I agree to an extent. But Hawaii is a once or twice lifetime trip for the average east coast person. (Or at minimum once a twice every 10 years). So there is no reason for any east coaster to own there IMO.
If it's a nice destination that many east coasters can drive to and year around potential I think it could do well. Like the Florida Keys, New York City etc..
The Florida Keys are not a very target-rich environment. There aren't many timeshares there DVC could acquire, and building new projects in the Keys is really difficult and really expensive. Southwest Florida, from the Tampa Bay area down to Marco Island, might be possible (and better than the Keys).

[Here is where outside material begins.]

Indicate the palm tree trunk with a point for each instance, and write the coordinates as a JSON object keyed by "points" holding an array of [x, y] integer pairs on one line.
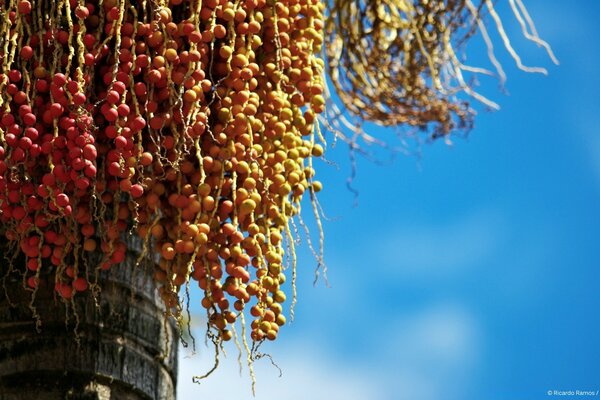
{"points": [[116, 347]]}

But I think there is a BIG question how well DVC can compete with the larger companies like Hilton, Marriott, Sheraton (Starwood), and Wyndham in venues away from WDW. Those companies have a wide variety of resorts, in both urban and vacation destinations, and that makes them tough to go up against.

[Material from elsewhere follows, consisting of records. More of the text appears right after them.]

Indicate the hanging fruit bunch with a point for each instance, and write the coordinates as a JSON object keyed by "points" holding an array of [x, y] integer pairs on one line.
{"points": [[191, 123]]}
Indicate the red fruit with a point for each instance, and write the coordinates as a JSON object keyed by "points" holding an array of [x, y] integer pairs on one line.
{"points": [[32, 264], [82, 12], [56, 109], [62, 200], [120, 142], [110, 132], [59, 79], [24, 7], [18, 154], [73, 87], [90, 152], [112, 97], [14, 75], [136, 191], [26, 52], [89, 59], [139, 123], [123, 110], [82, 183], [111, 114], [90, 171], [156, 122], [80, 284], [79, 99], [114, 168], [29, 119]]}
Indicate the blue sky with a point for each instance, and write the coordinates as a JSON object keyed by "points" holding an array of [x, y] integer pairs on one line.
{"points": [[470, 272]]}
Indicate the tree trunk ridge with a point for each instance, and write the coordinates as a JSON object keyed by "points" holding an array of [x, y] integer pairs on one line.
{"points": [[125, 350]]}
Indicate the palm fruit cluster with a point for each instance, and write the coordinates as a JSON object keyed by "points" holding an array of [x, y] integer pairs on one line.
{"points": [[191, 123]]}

Nobody beats DVC for WDW; but when you don't have that unique WDW onsite advantage, it's hard to compete with only 12 resorts vs 100 or more.
DVC didn't do well at Vero Beach, and only built part of what they'd planned. I'm not sure how they've done at Hilton Head, compared to others or to their own internal metrics. VGF is a very small property. And Aulani has bombed, apparently. (And I'm not sure about this, but I think the Marriott next door to Aulani bombed as well and was sold by Marriott.)

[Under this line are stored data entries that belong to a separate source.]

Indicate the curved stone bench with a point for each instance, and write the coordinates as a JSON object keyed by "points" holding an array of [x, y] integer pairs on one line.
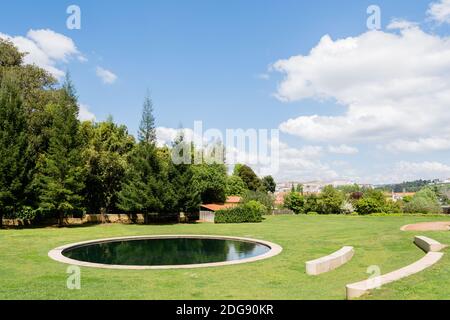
{"points": [[358, 289], [331, 262], [427, 244]]}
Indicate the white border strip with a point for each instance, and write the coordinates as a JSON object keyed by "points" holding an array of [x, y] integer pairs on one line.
{"points": [[330, 262], [57, 253]]}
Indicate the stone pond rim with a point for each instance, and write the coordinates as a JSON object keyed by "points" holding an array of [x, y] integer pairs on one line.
{"points": [[57, 254]]}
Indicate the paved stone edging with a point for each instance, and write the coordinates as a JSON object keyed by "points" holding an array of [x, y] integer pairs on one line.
{"points": [[330, 262], [57, 253], [427, 226], [358, 289], [428, 244]]}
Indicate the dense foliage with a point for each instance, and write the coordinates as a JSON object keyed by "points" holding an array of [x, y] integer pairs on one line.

You may also remember that DVC considered building a resort at National Harbour, just outside D.C., and then decided against it. For DVC's family demographic, Washington would seem to be an ideal location -- great place to take the kids other than WDW. But they didn't jump in. Wyndham did and is doing well, and it's certainly possible that Wyndham is why DVC bailed out.
To me, the opportunities for DVC are mostly expansions at WDW and DL.